As the UK is going through the motions of leaving the EU, now that Article 50 has been triggered, and the pharmaceutical industry worldwide is experiencing vast changes, we at EPM magazine have also experienced a shake-up (of sorts)!
Firstly, I would like to introduce myself, Felicity Thomas, as the new editor for the publication. With an extensive background in scientific B2B publishing, I hope to continue the thought-provoking and well-rounded nature of the content that you, as the readers, have come to enjoy and look forward to each issue. I would also like to welcome any comments and opinions you may have on this issue and potential features and stories that you would like to see covered in future issues.
Obviously, a huge discussion point currently hitting headlines is that of Brexit. How will the UK pharma industry adjust to this departure and what changes might the rest of Europe encounter?
One question highlighted by the New Statesman is what will happen to the EMA? Since beginning operations in the mid 90s, the EMA — a decentralised agency of the EU based in London — has been responsible for scientifically evaluating and monitoring the safety of medicines developed by pharmaceutical companies to be distributed within the EU.
With patients in Europe generally able to access medicines about six months to a year sooner than patients in Australia and Canada, there is concern over how the departure of the EMA from the UK will affect British treatment waiting times and drug prices. If the UK decides to go completely independent from the EMA, creating its own guidelines and standards, how will pharma companies from other EU based countries manage these extra complexities or will they simply decide to overlook the UK altogether?
Also, we must consider where the EMA will be based in the future. From Italy to Sweden and possibly the Republic of Ireland, there are many contenders applying to be EMA’s new home. This decision, however, is fi rmly in the hands of EU member states.

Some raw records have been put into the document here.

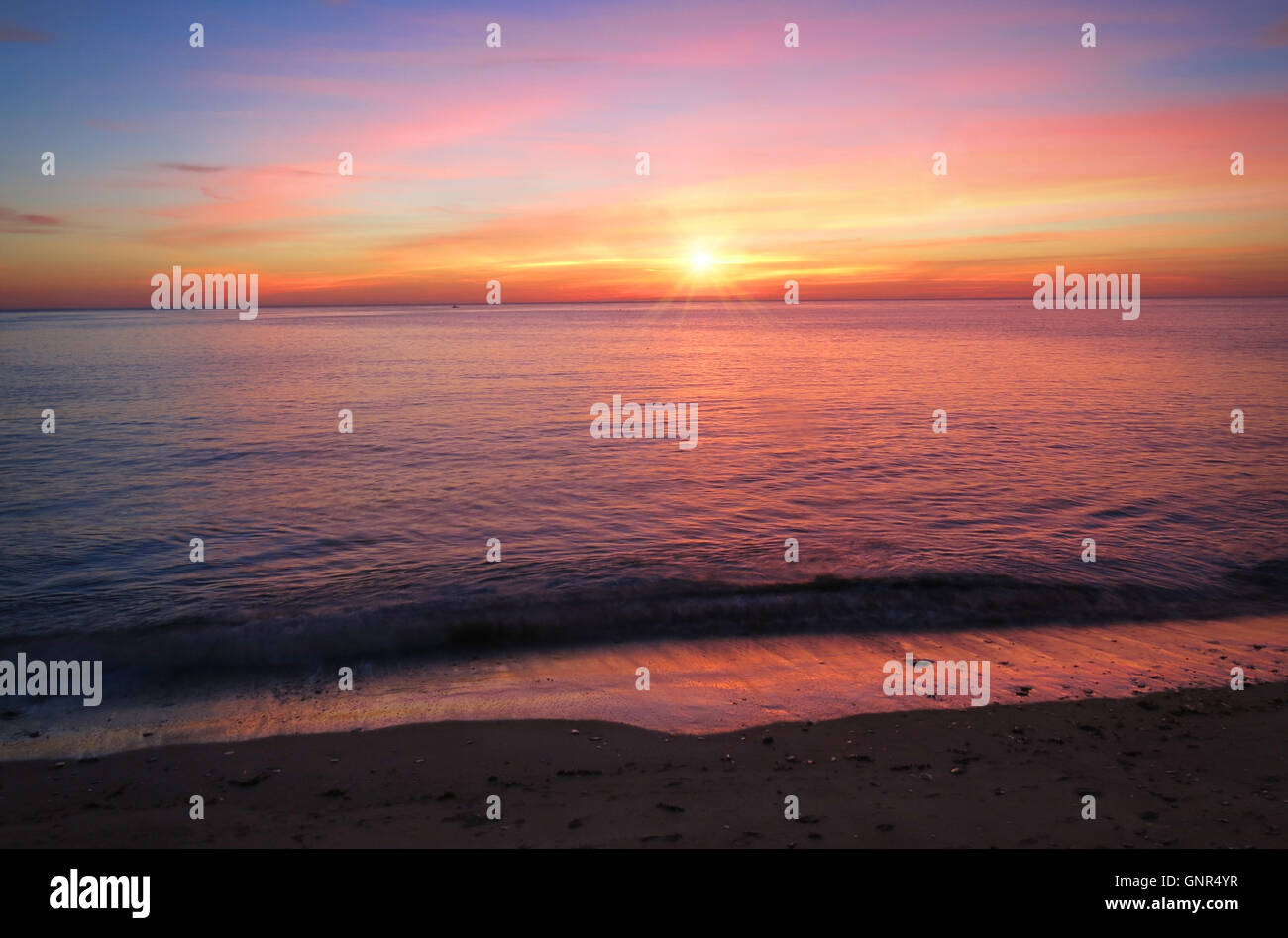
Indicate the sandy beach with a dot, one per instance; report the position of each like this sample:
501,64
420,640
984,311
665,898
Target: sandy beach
1188,768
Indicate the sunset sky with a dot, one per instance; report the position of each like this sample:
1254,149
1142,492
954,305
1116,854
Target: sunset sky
518,163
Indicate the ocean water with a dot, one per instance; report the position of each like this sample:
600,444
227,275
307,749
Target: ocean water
814,422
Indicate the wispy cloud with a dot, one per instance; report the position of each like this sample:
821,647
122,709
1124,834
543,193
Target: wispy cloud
192,167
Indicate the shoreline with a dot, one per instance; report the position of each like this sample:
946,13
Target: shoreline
1180,768
697,685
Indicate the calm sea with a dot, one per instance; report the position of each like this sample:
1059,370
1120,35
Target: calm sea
814,423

Although the certainty of location is, as of yet, unknown, what we are sure about is that with the departure of the EMA from London the UK pharma industry will be affected. With increasing regulation and scrutiny of drug efficacy and the new set of regulatory changes coming into force to combat counterfeiting these effects must be compounded.
This brings us to the EU Falsified Medicines Directive (EU FMD) to be brought into full force across all EU countries by February 2019. Although the UK government has asserted that Brexit will not affect the implementation of the EU FMD, potential repeals and amendments to EU guidance and regulations post-exit have been highlighted as a positive outcome of the UK’s departure by Brexit campaigners. If the UK does decide to create independent regulations surrounding these issues then we must anticipate effects on global distribution of medicines manufactured within the UK and a potential withdrawal of other EU manufacturers from the British market.
Either way, these coming months of negotiations are vital for both UK and European pharmaceutical companies and most definitely the patients requiring treatments. We will have to wait and see what the next few years hold, but it will surely be exciting to see the situation unfold and EPM will be there to provide a resource to guide you through the ups and downs.